<中日1-4巨人>◇17日◇ナゴヤドーム
傾きかけた流れを引き戻したのは巨人坂本勇人内野手(23)だった。1点差とされて迎えた9回。直前で亀井の大飛球を前進守備の中堅大島が一直線に背走してスーパーキャッチし、中日ファンのボルテージが急上昇した。そんな中でも、冷静だった。昨季得点圏打率トップはだてじゃない。好機でも焦らず5球続けて見逃し、好球を待っての6球目。少し中寄りに来た外角スライダーをひと振りで仕留めた。

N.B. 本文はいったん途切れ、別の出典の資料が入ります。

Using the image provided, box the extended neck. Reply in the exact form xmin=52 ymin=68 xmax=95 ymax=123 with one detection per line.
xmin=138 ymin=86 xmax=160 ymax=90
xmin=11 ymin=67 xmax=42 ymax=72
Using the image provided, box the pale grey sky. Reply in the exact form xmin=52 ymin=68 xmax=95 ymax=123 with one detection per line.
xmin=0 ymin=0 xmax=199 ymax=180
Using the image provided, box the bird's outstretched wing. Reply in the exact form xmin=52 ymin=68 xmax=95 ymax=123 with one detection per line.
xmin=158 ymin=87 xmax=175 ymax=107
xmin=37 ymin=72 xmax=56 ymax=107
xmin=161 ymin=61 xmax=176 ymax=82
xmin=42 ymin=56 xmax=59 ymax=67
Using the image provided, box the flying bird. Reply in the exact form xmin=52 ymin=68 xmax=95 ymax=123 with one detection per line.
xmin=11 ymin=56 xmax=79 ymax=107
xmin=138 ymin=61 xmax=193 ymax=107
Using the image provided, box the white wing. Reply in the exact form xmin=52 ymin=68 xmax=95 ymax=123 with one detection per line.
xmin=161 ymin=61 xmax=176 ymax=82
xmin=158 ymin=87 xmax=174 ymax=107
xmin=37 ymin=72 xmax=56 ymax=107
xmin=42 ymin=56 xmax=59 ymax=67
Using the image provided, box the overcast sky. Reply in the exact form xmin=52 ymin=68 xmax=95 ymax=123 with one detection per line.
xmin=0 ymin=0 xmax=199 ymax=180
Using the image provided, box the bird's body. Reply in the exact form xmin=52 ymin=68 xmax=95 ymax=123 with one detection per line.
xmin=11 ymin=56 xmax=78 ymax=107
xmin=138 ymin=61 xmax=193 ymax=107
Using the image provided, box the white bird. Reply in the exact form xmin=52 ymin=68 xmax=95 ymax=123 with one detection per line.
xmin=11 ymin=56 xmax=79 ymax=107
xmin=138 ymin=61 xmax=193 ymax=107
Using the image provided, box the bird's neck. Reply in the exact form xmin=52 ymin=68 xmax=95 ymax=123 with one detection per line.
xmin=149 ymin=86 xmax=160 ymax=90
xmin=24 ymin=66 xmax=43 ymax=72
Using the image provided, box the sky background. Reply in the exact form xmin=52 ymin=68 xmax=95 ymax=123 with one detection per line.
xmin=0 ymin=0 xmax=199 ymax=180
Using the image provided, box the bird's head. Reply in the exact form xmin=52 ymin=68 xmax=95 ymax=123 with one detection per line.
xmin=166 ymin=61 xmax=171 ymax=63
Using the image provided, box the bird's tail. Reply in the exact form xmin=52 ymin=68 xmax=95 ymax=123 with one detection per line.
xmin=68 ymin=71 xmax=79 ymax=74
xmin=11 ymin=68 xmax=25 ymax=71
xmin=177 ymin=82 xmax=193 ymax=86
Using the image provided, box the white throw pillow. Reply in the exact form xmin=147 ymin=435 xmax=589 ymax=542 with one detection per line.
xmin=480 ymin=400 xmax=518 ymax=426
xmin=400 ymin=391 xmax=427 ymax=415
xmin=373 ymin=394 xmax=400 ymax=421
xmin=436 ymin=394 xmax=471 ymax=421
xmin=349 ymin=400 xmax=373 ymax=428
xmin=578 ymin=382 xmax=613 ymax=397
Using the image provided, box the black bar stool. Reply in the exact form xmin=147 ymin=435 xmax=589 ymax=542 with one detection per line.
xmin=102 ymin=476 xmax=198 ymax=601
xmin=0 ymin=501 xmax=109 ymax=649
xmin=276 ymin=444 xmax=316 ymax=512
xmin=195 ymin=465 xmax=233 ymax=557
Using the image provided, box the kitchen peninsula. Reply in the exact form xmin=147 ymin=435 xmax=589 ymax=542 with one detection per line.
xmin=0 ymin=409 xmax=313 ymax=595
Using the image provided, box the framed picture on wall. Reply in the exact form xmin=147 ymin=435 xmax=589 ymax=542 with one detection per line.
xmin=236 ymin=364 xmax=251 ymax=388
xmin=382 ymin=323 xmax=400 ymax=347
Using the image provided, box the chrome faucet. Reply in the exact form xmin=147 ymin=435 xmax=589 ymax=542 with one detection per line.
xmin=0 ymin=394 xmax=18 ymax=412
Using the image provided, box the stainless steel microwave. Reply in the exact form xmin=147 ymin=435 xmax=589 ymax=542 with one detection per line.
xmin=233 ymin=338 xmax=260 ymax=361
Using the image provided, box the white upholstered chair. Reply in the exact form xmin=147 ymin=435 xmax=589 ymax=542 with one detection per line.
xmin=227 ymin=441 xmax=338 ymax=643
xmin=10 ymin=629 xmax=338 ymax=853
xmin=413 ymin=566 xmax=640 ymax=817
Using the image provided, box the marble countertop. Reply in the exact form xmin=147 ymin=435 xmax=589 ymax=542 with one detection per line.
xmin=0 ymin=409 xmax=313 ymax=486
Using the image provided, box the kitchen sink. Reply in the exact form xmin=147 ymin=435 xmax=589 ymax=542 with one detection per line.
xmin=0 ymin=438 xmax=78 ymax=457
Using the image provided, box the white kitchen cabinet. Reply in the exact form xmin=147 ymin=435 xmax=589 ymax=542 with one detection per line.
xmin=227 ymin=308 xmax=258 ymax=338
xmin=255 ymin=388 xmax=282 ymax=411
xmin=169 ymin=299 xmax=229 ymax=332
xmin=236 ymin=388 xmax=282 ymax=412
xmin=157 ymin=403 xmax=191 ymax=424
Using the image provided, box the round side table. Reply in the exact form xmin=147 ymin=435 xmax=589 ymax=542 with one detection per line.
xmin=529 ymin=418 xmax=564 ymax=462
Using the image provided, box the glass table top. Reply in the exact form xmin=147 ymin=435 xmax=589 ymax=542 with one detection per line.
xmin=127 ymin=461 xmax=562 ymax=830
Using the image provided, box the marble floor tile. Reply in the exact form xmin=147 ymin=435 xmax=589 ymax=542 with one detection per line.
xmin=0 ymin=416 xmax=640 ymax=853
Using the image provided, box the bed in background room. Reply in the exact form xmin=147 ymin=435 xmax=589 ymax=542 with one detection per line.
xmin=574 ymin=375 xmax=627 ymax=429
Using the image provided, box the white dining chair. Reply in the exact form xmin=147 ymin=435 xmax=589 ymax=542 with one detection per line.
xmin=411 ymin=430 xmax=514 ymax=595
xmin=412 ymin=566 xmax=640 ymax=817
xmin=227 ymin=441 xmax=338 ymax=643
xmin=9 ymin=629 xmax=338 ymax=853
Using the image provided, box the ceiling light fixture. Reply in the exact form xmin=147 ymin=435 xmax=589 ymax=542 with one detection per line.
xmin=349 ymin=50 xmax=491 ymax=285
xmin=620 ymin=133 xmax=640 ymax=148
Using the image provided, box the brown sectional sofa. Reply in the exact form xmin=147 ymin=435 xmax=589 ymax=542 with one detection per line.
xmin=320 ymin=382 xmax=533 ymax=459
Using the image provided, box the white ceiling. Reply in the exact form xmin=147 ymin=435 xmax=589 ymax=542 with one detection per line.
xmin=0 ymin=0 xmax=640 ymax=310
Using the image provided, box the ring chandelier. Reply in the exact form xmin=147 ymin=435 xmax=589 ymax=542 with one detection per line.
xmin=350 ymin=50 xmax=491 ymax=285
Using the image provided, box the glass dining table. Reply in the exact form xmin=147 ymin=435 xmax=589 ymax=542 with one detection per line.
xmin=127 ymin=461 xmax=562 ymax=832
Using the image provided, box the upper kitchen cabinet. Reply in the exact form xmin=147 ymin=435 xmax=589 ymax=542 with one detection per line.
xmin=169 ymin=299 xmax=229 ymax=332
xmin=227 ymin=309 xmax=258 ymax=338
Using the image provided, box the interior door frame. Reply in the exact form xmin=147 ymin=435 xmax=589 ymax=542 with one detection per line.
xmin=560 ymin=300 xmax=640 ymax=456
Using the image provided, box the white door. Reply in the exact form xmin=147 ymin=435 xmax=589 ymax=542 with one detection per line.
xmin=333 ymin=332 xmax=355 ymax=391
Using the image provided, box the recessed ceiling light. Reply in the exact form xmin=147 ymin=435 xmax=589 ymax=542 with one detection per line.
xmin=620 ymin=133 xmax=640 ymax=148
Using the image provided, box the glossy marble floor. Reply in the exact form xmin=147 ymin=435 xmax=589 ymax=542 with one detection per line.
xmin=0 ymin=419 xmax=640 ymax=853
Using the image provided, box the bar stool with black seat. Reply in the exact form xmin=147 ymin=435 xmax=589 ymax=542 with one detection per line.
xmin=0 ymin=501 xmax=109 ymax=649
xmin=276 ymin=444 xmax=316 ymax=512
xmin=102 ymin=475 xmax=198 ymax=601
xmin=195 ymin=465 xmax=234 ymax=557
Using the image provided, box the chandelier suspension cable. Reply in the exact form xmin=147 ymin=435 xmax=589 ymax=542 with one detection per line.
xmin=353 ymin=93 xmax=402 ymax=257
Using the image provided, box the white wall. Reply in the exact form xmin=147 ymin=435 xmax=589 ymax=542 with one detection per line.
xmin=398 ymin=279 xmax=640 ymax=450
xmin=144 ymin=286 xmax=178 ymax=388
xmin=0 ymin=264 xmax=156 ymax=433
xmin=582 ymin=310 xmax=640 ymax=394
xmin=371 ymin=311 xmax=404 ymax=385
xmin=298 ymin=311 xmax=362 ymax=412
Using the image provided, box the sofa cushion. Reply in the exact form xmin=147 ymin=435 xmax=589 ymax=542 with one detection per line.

「カウントが3-2だったので見極めて打とうと思っていました」。とどめを刺す2点適時二塁打となった3安打目に、少しほおを緩めた。
15日のDeNA戦で、失点に絡む2失策。「切り替えてやっています」と言うが、この日の早出練習中には送球動作を確認する姿があった。連勝を止めた、自責の念があった。守備での貢献はもちろんだが「今度は攻撃で点に絡めるようにしたい」。ナゴヤドームでは昨季打率3割3分3厘と好相性なのは、言われる前から分かっていた。先制点にも追加点にも絡んで2連敗阻止に貢献。「もう1点取りたいと思ったので良かったです」。自らの名誉挽回よりも、勝利を何より喜んだ。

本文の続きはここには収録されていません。